Poorly draining soil can cause serious problems for hydrangeas. If water settles in the soil, it reduces the amount of oxygen available to roots, something they need to survive. The result is root dieback and the development of root rot. If your soil has poor drainage, consider growing hydrangeas in pots. Use a general purpose potting soil and make sure the container has good drainage holes.

Related: The 13 best potting soils for indoor and outdoor plants

5. Overcrowded plants.

Sometimes it’s hard to believe that the small hydrangea you buy from a nursery will grow to the size stated on the plant label, but trust that label! Give your hydrangeas room to develop to their full size. If you plant them too close to each other or to surrounding plants, they won’t get the air circulation that helps them avoid disease. They will also compete for water and nutrients which can cause plants to struggle, leading to more wilting and fewer blooms.

A small hydrangea is a smart option for a smaller garden so you can still enjoy big, beautiful flowers without overcrowding the plants.

6. Don’t keep up with the weeds.

Weeds also compete for water and nutrients, and flower beds can have more problems with pests and disease. Remove weeds from flower beds whenever you see them. And keep the soil covered with a good layer of mulch, which creates a barrier that can minimize weed seed germination.

7. Overfeeding.

While hydrangeas appreciate the occasional feeding, it’s important not to overdo the fertilizer. Too much nitrogen, in particular, will encourage lots of leafy growth but few flowers. A quick-release fertilizer can burn plants if it comes in contact with leaves or roots. A slow release fertilizer or compost application are better choices – they will feed the plant gradually throughout the season. Don’t apply fertilizer in late summer because this can encourage new growth that may be subject to winter damage.

Related: Fertilize hydrangeas like a pro with these 6 tips

8. Pruning at the wrong time.

Some hydrangeas only flower on older wood, so cutting back those stems often results in fewer flowers. Many of the newer broadleaf hydrangea varieties like Endless Summer flower on both old and new wood. These rebloomers flower no matter when you prune them. Smooth and panicle hydrangeas bloom on the new wood.

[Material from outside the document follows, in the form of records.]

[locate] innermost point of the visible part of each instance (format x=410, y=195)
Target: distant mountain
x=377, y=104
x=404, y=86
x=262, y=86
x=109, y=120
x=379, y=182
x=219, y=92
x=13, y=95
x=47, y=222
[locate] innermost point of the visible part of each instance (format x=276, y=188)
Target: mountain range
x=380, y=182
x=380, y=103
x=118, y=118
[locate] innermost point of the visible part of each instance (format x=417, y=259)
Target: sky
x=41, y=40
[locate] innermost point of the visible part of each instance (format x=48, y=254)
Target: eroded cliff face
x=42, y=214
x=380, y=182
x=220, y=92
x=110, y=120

In general, hydrangeas only need pruning to remove dead or damaged wood (just cut back to a bud in early spring) or to rejuvenate the plant by removing older unproductive stems to the ground in late or early winter. of spring. Dead flowers can be cut off at any time.

9. Letting diseases and pests go unchecked.

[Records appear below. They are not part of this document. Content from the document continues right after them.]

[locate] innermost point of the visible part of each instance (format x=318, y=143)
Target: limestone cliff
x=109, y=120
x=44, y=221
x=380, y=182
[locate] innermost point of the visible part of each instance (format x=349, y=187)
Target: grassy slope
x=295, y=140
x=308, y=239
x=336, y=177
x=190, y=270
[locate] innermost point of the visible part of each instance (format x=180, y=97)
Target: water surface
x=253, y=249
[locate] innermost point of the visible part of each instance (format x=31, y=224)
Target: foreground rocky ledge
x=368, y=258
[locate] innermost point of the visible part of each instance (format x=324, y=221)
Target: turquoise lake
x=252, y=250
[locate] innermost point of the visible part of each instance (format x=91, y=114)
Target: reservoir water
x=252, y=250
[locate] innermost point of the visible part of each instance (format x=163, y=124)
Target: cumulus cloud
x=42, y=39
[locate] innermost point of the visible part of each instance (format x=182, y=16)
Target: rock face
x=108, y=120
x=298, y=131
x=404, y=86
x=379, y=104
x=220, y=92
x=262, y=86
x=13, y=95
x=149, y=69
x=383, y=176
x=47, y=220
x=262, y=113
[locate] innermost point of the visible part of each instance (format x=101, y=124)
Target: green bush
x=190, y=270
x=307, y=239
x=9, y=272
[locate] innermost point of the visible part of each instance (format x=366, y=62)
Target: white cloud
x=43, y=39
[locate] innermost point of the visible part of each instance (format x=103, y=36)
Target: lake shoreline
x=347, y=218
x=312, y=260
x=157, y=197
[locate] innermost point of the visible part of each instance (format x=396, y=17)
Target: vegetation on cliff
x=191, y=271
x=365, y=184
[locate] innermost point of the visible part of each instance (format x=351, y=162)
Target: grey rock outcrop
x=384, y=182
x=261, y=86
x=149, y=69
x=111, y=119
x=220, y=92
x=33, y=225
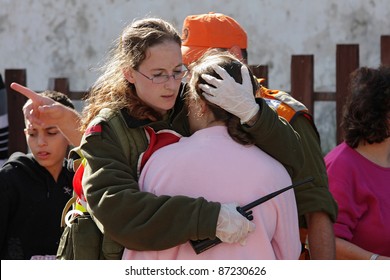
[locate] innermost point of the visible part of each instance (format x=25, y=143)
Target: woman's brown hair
x=232, y=66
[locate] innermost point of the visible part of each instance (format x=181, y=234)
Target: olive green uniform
x=143, y=221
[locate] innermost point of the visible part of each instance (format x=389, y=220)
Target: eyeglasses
x=160, y=79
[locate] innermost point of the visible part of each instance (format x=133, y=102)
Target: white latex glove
x=235, y=98
x=232, y=227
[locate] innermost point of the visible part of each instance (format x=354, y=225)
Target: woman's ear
x=128, y=73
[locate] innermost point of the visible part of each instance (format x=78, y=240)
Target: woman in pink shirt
x=220, y=163
x=359, y=169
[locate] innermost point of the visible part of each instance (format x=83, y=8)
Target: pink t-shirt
x=362, y=191
x=212, y=165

Hydrangeas don’t suffer from many pests and diseases, but it’s a mistake to overlook this issue. Infestations of Japanese beetles, aphids and spider mites can appear. Hand-harvesting beetles and spraying shrubs with a strong stream of cold water can significantly reduce mite and aphid populations. Wash the plants in the morning so that the leaves dry in the evening.

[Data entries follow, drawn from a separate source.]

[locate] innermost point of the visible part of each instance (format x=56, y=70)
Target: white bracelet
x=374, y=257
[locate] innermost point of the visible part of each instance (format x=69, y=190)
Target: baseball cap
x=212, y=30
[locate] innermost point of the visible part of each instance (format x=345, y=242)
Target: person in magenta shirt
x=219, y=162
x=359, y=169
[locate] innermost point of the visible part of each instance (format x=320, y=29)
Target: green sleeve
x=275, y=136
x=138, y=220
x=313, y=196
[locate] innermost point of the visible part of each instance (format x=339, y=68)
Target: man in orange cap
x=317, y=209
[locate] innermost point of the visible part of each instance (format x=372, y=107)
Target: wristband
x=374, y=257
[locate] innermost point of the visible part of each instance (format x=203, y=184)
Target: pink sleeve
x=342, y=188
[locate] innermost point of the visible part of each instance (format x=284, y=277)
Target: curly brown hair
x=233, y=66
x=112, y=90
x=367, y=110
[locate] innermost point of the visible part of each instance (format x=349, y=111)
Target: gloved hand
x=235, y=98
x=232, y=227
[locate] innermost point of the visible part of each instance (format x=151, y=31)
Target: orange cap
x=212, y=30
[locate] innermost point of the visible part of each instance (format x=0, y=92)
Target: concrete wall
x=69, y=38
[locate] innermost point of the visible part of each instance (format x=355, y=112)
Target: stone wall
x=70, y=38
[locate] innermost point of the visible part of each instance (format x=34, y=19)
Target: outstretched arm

Fungal leaf spots and powdery mildew are among the most common hydrangea diseases. Avoid them by spacing the plants apart to allow for air circulation and avoid wetting the leaves, especially at the end of the day. Use an approved fungicide as needed.

10. Trying to change the color of the flower.

Not all hydrangeas have flowers that can change color based on the pH of the soil. The only ones that can do this are pink or blue flowered varieties of mountain and broadleaf hydrangeas. To get blue hydrangeas, add aluminum sulfate to the soil to lower the pH. For more pink hydrangea flowers, add garden lime to raise the pH.

Adjusting the pH will have no effect on flower color for other hydrangea species or white flowering selections of mountain or broadleaf hydrangeas. Attempts to change their color will simply lead to frustration.

Related: 8 Surprising Facts About Hydrangea You Probably Didn’t Know

When you choose the right place to grow your hydrangea—one with proper light exposure and well-drained, fertile soil—it’s likely to avoid many of the more common hydrangea problems. Hydrangeas aren’t difficult to grow, but they do have their preferences. Fulfill these and you will definitely be satisfied with the results.